Description of problem: bootkube.sh is not re-entrant (and will not run properly) if it was stopped midway through running. > Jul 23 18:02:39 bootstrap systemd[1]: Stopped Bootstrap a Kubernetes cluster. > Jul 23 18:02:46 bootstrap systemd[1]: Started Bootstrap a Kubernetes cluster. > Jul 23 18:03:01 bootstrap bootkube.sh[8114]: Starting etcd certificate signer... > Jul 23 18:03:02 bootstrap bootkube.sh[8114]: error creating container storage: the container name "etcd-signer" is already in use by "01b3ece5e73cee6a197fdc641cd362a05e40c26611a9b2a230700ab26e614af1". You have to remove that container to be able to reuse that name.: that name is already in use > Jul 23 18:03:02 bootstrap bootkube.sh[8114]: 01b3ece5e73cee6a197fdc641cd362a05e40c26611a9b2a230700ab26e614af1 > Jul 23 18:03:02 bootstrap systemd[1]: bootkube.service: Main process exited, code=exited, status=125/n/a > Jul 23 18:03:02 bootstrap systemd[1]: bootkube.service: Failed with result 'exit-code'. Version-Release number of selected component (if applicable): 4.1.x How reproducible: 100% Steps to Reproduce: 1. Start UPI install 2. SSH to bootstrap system 3. sudo systemctl stop bootkube.service 4. ### Debug install issue 5. sudo systemctl start bootkube.service Actual results: See error above. Expected results: The bootkube.sh service should when started (clean up any previous invocations and restart) or (bypass things its already done - which it does in some cases). Alternatively a bootkube_cleanup.sh script should be provided to run inbetween stop and start issue (and should be messaged to a user should bootkube.sh fail). Additional info:
If the user wants to configure the bootstrap-host, the recommended mechanism is through ignition. But i think we will try to make bootkube re-entrant. updating priority because better method is available.
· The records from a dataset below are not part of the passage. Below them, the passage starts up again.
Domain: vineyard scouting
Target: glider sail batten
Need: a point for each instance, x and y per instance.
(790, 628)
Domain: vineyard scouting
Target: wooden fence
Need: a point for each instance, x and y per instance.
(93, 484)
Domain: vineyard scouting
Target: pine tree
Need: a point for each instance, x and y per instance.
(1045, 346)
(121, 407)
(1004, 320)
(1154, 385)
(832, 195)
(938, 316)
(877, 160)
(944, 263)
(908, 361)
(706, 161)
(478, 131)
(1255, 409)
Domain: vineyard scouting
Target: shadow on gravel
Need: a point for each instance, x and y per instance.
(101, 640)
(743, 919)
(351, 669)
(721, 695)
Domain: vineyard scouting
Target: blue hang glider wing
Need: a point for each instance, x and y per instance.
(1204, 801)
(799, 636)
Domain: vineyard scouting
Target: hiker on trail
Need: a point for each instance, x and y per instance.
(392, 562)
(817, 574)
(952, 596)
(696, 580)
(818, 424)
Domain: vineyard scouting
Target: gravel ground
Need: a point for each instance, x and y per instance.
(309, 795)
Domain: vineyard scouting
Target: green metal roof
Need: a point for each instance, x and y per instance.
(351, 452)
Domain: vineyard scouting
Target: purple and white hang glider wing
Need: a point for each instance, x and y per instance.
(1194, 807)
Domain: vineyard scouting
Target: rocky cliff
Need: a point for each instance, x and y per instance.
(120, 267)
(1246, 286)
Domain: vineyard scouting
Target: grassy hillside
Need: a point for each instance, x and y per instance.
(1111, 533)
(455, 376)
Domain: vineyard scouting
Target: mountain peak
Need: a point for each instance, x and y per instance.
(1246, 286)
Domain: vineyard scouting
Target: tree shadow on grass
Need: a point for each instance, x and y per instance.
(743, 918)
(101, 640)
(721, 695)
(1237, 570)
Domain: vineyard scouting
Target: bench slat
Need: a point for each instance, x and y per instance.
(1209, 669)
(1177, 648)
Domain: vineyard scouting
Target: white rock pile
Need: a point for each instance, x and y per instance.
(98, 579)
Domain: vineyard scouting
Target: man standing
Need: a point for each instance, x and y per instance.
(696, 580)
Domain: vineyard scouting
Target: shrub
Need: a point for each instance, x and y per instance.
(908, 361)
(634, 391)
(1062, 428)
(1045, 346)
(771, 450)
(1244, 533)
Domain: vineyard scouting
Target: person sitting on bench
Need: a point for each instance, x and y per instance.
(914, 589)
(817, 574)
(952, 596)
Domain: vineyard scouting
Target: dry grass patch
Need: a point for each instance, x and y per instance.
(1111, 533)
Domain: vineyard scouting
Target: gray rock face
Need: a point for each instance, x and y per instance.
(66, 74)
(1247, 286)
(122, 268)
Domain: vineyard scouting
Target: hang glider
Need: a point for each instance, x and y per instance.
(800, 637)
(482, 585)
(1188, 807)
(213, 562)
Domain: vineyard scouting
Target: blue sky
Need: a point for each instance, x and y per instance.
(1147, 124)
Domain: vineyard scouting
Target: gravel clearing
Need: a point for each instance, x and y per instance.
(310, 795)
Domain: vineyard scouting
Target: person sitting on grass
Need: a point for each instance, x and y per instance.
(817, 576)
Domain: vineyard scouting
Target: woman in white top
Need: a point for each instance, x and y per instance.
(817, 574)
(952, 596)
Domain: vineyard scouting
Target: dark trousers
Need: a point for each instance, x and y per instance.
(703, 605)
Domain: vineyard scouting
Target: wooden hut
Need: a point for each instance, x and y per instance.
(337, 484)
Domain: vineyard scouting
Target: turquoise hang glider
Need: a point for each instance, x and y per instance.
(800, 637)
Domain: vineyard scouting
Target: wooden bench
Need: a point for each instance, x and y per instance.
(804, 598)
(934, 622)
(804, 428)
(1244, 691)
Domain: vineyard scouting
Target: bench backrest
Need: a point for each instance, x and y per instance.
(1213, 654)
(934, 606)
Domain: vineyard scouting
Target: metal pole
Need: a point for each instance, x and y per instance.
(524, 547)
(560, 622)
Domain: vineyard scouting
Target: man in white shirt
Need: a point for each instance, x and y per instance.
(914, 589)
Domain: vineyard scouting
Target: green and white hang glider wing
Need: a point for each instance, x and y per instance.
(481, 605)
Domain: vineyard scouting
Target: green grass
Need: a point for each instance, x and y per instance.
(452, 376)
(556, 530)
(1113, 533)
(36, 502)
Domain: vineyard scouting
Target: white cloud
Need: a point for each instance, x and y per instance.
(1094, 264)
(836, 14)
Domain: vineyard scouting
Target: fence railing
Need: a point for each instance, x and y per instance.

The reason for this needing to be re-entrant is not to make or adjust configurations. Often times it's to complete or continue a failed install. For example a miss-condigured load balancer. Pods will/can get out of sync and having a way to restart or continue the install process to complete an install over having to re-deploy a system can cave man hrs (given the installer only gives you ~24 hrs to complete the installer) the time pressure here can be too much for some customers.
bootkube.sh retries over and over but this appears to require a change to the inputs, without a clear usecase closing this
Hello, I am using openshift-installer v4.3.12 and encountering this issue. I attempted to try v4.3.18 version of the openshift-installer but the error persists were my "etcd-signer" container already exists by name and it causes the bootkube.sh service to crash (and loop). I am unsure how to get around this problem, other than destroying my bootstrap machine all of my masters/workers and totally rebuilding which would be incredibly time consuming. I am installing OS v4.3.8 on bare-metal UPI. I tried several times to delete my installation directory and make fresh attempts with both the v4.3.12 and v4.3.18 installers.
Please open a new bug with full details of what you're seeing including the log bundle from `openshift-install gather bootstrap`